June 15th, 2020 Last Updated on: June 15th, 2020
The 2020 United States Census is upon us. While the average response rate for the country as a whole is currently 60.8%, Native American tribes, such as the Navajo Nation, is under 1%.
A major reason why there is such a stark contrast between response rates is because Native tribes have been especially hard hit by COVID-19. Many were not even able to receive their 2020 Census to fill out.
However, deliveries have started to resume, but overall response rates for tribes like the Navajo Nation are very likely to stay significantly lower than the national average.
The Importance of the Census
The US Census is a questionnaire that can be filled out by mail, phone, or online. When filled out, it ensures that every individual is counted. It will also make sure they are counted at the right time at the correct location.
This year, the first person counted was an Alaskan Native American. This was done to send a message to the rest of Native Americans that the government is looking to ensure those who have been under-represented for so long will finally be counted.
Making sure that everyone, including Native Americans, is counted in the Census is vital for a number of reasons.
One example that has become especially timely is that a state will receive more or less representation in the US House of Representatives, depending on their population. Montana is now facing an issue with not getting another representative for their state, due to the low Census response rate of Native Americans in the state. The Blackfeet Indian Reservation in Montana has seen just 7.3% of its residents fill out the Census. At the Northern Cheyenne Indian Reservation, also in Montana, only 3.6% responded.
The loss in political power is not the only issue involving an undercount of Native tribes. The Census population data is also used by a state's redistricting commission to redraw where legislative districts are. The reason this is important is because it will govern how billions of dollars in federal funding is used for a particular state. If there are less Native Americans being represented in the official Census figures, then they will likely receive far less federal funding than they should get.
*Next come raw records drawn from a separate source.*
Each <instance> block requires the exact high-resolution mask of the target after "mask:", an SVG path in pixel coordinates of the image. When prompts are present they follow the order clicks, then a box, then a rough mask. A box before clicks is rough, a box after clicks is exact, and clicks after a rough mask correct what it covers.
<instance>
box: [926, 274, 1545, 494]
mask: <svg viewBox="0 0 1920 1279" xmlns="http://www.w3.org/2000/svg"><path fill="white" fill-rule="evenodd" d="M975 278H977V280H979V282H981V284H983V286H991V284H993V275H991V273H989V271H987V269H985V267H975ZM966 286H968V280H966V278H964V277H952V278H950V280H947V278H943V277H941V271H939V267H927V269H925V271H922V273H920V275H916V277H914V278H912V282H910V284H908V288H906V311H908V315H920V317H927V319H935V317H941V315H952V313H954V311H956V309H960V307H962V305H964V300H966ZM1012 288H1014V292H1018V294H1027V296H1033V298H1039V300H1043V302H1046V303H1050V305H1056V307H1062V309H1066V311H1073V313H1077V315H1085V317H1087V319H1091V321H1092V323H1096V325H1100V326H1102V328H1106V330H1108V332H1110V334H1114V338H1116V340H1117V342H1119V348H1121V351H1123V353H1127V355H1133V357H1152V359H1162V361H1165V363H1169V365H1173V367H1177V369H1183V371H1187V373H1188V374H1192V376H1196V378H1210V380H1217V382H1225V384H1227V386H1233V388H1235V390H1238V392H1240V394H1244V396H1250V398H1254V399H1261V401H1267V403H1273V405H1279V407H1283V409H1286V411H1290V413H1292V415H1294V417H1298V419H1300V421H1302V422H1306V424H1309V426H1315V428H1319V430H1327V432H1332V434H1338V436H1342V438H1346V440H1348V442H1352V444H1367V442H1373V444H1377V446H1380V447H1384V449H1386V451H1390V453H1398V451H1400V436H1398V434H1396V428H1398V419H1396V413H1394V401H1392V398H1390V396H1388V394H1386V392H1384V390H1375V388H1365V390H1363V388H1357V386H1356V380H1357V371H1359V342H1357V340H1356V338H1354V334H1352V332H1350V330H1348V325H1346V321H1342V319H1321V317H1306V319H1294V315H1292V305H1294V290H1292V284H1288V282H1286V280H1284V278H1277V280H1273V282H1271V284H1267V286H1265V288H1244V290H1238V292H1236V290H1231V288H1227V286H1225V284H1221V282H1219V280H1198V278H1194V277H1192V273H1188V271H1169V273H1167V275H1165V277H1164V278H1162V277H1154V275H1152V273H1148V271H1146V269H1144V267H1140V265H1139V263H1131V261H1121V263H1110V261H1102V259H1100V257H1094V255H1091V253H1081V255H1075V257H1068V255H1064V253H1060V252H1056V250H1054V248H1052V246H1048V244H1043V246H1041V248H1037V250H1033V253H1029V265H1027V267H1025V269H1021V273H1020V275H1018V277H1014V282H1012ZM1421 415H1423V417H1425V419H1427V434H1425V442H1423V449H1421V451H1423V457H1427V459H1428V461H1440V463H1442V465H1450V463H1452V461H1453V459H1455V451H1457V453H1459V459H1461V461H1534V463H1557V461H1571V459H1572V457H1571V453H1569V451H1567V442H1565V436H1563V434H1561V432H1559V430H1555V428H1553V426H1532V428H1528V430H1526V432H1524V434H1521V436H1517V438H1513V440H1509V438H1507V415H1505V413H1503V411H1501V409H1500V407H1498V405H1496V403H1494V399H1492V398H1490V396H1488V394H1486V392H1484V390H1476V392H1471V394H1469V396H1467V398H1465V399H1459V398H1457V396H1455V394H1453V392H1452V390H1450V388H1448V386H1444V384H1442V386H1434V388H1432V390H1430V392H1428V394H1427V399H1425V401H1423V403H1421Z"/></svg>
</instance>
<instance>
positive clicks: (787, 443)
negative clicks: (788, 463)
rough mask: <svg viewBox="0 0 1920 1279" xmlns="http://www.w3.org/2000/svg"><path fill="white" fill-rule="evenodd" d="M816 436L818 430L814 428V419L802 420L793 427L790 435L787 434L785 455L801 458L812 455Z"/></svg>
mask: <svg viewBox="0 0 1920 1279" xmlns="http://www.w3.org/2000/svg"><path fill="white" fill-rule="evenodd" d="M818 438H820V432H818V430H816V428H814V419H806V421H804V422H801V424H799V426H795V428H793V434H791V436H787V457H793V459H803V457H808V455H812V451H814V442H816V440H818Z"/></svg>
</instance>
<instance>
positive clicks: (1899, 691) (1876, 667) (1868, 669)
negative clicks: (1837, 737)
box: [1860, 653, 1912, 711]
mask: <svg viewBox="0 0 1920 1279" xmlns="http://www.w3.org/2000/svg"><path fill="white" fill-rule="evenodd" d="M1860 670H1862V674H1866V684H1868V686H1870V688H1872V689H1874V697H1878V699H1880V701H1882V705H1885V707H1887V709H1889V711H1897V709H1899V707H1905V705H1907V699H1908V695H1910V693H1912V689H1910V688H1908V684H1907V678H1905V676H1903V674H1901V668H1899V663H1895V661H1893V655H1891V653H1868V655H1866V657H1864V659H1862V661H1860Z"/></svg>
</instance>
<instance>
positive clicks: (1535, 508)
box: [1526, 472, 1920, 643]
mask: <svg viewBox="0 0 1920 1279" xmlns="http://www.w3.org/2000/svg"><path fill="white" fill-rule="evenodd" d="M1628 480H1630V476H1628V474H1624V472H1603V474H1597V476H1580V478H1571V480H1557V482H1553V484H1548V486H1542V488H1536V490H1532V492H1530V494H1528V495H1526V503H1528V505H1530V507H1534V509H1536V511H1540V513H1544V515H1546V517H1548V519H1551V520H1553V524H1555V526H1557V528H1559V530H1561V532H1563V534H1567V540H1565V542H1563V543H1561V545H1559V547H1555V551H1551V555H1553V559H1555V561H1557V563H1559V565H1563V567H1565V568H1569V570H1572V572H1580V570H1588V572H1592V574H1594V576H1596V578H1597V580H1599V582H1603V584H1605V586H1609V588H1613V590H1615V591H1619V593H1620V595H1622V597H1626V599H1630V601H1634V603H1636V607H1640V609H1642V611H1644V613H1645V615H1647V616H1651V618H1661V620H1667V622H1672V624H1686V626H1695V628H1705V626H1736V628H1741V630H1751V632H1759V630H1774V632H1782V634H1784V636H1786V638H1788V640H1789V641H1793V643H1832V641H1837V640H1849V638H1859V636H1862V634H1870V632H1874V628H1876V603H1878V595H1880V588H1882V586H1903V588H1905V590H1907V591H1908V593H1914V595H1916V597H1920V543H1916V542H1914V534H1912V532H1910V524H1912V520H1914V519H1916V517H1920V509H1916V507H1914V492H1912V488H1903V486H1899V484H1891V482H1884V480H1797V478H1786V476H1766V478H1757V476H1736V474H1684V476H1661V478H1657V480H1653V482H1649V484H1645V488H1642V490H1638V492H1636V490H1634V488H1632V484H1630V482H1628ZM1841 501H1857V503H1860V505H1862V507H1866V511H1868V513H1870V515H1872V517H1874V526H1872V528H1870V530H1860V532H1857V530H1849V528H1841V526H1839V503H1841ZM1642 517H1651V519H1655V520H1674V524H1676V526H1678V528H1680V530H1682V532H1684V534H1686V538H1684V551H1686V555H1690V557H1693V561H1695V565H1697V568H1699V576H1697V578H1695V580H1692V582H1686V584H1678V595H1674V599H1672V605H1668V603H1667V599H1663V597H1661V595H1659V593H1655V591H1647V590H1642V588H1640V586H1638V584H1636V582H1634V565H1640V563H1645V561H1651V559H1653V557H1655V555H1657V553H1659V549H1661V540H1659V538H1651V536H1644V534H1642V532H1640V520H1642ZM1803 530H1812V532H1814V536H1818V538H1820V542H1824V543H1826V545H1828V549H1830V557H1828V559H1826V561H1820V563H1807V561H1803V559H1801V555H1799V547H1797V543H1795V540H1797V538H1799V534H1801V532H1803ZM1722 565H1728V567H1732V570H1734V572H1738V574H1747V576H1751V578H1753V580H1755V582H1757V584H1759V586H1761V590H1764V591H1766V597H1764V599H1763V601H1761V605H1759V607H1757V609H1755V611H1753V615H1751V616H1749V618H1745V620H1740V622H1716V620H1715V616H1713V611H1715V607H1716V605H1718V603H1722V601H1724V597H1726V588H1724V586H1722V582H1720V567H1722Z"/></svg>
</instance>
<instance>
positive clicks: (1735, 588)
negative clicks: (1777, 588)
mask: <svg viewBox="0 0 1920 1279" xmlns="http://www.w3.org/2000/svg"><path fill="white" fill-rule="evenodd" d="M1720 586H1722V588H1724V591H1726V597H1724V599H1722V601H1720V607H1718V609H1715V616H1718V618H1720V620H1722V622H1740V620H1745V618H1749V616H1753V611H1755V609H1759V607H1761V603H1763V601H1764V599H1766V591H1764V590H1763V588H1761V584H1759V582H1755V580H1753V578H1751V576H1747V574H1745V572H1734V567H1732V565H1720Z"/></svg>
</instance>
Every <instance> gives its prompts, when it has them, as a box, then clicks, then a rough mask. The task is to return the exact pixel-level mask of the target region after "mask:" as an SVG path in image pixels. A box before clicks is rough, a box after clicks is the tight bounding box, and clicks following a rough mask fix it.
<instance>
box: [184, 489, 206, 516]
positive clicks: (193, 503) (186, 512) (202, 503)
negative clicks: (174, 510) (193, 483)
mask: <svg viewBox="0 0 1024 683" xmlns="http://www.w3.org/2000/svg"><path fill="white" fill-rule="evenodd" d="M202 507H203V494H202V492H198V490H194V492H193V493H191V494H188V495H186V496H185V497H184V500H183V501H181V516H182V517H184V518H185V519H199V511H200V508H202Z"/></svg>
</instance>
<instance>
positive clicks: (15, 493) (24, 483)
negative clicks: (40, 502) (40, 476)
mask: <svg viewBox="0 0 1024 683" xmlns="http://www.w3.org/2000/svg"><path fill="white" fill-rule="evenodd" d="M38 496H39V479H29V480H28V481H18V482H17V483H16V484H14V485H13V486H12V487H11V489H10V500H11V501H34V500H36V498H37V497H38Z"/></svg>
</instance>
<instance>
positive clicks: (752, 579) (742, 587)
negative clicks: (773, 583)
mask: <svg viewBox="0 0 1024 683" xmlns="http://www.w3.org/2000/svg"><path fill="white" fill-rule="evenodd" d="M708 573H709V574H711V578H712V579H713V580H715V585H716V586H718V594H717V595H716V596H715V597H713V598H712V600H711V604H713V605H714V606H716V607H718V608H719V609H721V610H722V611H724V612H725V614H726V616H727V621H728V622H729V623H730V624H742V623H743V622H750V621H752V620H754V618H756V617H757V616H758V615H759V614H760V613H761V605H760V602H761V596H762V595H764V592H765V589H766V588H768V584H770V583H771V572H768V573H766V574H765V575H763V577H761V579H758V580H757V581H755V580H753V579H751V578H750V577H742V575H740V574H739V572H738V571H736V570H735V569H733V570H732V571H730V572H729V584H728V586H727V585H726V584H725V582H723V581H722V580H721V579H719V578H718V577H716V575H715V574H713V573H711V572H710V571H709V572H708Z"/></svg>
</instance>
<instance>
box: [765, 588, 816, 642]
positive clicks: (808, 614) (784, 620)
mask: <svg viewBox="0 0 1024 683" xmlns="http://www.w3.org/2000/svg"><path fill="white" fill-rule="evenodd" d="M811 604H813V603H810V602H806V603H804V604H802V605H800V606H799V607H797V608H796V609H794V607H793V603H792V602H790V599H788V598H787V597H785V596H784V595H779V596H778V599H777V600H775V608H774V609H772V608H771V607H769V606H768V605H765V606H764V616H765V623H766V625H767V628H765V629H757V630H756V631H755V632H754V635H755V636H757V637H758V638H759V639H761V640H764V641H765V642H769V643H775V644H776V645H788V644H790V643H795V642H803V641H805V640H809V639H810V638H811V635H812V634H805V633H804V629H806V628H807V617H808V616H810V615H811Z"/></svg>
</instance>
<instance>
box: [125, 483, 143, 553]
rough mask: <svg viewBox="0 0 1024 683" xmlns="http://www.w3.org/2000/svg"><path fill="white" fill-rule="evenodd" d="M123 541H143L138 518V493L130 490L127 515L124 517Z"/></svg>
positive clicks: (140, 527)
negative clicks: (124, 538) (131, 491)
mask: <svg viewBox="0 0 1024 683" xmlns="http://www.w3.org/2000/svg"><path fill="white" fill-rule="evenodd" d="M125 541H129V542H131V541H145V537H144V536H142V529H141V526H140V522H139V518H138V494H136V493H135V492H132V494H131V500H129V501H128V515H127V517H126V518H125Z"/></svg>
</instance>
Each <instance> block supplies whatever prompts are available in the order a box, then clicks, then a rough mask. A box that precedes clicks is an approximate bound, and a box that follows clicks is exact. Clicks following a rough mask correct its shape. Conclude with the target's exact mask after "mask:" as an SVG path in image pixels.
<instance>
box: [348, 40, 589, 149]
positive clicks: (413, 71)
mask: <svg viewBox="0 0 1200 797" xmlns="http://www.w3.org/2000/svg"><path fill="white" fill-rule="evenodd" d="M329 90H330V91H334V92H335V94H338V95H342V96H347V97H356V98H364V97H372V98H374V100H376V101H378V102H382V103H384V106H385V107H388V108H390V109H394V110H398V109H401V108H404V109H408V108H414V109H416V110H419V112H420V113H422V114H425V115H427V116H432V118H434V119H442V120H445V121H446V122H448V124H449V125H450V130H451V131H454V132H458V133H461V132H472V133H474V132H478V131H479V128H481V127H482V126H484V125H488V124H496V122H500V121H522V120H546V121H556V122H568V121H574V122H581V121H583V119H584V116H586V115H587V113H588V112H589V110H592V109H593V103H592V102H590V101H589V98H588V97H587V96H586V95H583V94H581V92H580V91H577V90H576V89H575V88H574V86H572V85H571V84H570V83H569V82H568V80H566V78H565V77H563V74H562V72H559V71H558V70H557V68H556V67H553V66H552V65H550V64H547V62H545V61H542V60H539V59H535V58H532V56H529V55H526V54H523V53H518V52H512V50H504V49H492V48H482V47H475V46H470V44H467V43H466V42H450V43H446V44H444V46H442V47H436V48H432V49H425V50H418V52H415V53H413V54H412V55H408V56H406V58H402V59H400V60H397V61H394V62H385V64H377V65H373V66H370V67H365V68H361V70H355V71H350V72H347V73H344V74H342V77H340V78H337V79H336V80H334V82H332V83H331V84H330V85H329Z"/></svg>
This perpetuates the endless cycle of disenfranchisement and poverty that Native tribes across America face today. It causes schools to be funded and leads to people who need mental health services not to receive what can help them.
Beyond these, there are hundreds of various federal programs that are affected by the data collected from the Census. Altogether, there is $1.5 trillion of funding that is available annually. When Native Americans are undercounted, they receive a fraction of what they should be getting from these federal programs.
Native Americans have been historically under-represented in the US Census. The latest Census appears to be no different. In fact, the coronavirus appears to have made the under-representation even more pronounced.
Shape Our Future
For far too long, Native tribes have been underfunded and under-represented due to being undercounted. Due to the problem of being undercounted, the amount of resources flowing into Native American communities is far less than is needed. While there are concerted efforts being made by the US Census to get as many Native Americans counted as possible, the COVID-19 pandemic has made the process especially challenging. Nevertheless, there is some progress being made, but unfortunately, it may not be enough.